Memories of the early days of St. Paul’s

Selected by Karen Larsen

This article, published in the July 15, 1982 edition of the Waterville Empire Press, includes some memories of the church told by people who attended as children in the early years. Excerpts of the article are republished below.

Douglas Church still remembered

By Kathi Rivers

DOUGLAS — Men and women once sat on opposite sides of St. Paul’s Lutheran Church at Douglas while songs, sermons, and Bible verses were all sung and spoken in German.

Recently designated as a national historic site, the old church now stands empty, paint peeling from harsh summers and winters and porch boards broken from years of past use.

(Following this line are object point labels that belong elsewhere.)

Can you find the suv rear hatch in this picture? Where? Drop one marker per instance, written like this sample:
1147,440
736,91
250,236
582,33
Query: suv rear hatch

Still, the white building with the tall spire and cross continues to add to the picture-postcard setting of the tiny community.

Anna Gray of Douglas, the sister of Albert and Henry Westerman, remembers the early services spoken in high German.

These early services lasted about one hour and 15 minutes, Mrs. Gray said.

In the Sunday School, pupils earned tickets for memorizing Bible verses, all in German, she said. Eight tickets could be turned in for a larger picture. “Did we ever have to memorize,” she emphasized.

Mrs. Gray also remembers traveling by horse and buggy to confirmation classes two days a week and grade school classes three days a week. In the winter, sleighs were used with straw in the bottom, she said. “Some also had foot warmers and some had hot rocks,” she added.

These early sermons were also given with “more fire,” Mrs. Gray said. “More like this,” she added, pounding the table.

In 1956, discussion began on merging the Douglas and Waterville Lutheran churches, and in 1968, the Douglas Church closed its doors for good.

A few years later, Henry Westerman, who now lives in the old parsonage which he also purchased, bought the church with his brother, Albert. It is their great-nephew, Kenneth Britt of Wenatchee, who was instrumental in getting the church placed on the National Register of Historic Places this year.

Although the pews are now gone, the baptismal font and altar are still in the church. The bell, bought for the church by the Westermans’ brother, Goble, was donated to a church in Sedro Woolley.